By James Walker     Feb 5, 2016 in Technology
A major security flaw has been found in Avast's SecureZone browser, also known as Avastium, that allows an attacker to remotely read any file on the user's computer, over the Internet. Antivirus firm Avast quickly patched the embarrassing bug.
The flaw was discovered this week by Google Project Zero researcher Tavis Ormandy. Project Zero aims to find potential exploits in software packages and get them fixed before hackers discover them.
Avastium is based on Chromium, the open-source browser engine originally developed by Google for Chrome but now available for everyone. Avast modified a key security feature in Chromium, removing the protection it offers and exposing the user's filesystem to the Internet.
Ormandy discovered that the browser starts a server on the user's computer that can be accessed over the Internet. Most of the commands aren't dangerous but one of them, used to open a URL in Avastium, proved more interesting.
Many Internet users will only notice the "http://" protocol but Chromium supports many others. Opening a file stored locally, such as a downloaded PDF document, uses the "file://" protocol to signal that it should be loaded from the computer rather than the Internet.
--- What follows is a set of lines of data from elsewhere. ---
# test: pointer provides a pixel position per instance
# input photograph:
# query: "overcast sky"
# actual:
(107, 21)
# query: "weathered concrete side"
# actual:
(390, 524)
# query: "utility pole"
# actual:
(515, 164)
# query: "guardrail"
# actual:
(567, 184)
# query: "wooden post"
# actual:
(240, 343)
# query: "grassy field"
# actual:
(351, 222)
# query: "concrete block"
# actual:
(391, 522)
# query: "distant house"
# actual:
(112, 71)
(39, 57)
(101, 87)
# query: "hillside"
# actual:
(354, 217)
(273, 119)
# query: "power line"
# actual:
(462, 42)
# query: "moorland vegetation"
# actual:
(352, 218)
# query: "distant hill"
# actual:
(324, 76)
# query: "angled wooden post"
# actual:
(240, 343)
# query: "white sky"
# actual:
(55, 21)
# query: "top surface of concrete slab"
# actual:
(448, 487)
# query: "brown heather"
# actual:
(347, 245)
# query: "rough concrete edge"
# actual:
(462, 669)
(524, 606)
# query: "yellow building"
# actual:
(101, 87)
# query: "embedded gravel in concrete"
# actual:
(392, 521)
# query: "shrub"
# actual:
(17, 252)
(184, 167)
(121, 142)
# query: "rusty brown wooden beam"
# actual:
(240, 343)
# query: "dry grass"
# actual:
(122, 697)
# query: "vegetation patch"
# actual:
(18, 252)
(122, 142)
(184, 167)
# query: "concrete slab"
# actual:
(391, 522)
Usually, these protocols cannot be specified from the command line. Avast had removed this protection though, so an attacker could remotely send commands to the browser forcing it to load and retrieve files from the user's computer.
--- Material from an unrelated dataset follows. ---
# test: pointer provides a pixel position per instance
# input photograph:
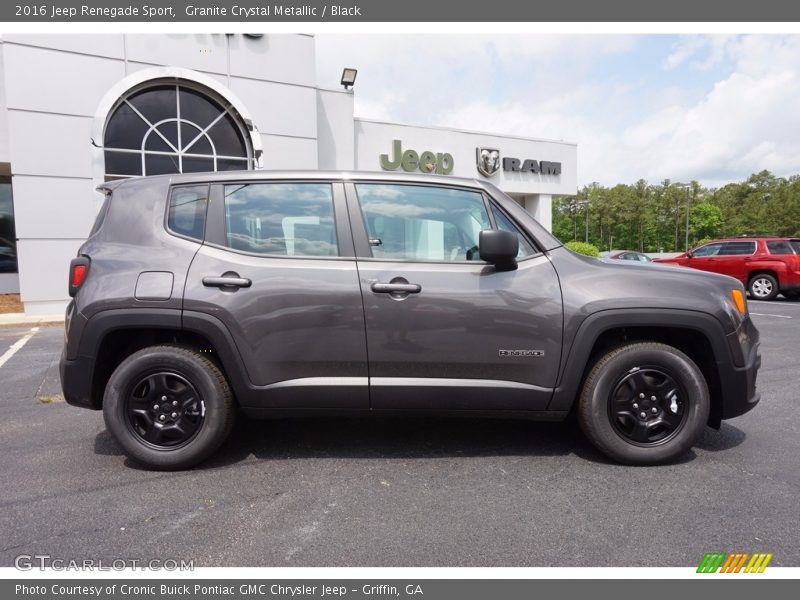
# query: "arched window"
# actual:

Ormandy built a working prototype that displays the contents of the C:/ drive to any hacker that asks for it. He explained what the exploit could provide hackers with access to: "If an Avast user using *any* web browser visits an attacker controlled URL, he can launch Avastium and take complete control of it; reading files, cookies, passwords, everything. He can even take control of authenticated sessions and read email, interact with online banking, etc."
The bug was first reported to Avast on December 18. The company responded with a temporary fix to intercept any hazardous command and followed-up with a full patch this Wednesday.
The flaw demonstrates that even companies who claim to make "secure" products can still end up with critical vulnerabilities in their code. Avast isn’t the first antivirus firm to have to patch up its own web browser. This week, Ormandy also revealed details of a similar bug in Chromodo, Comodo's browser that comes shipped with its suite of security-branded products.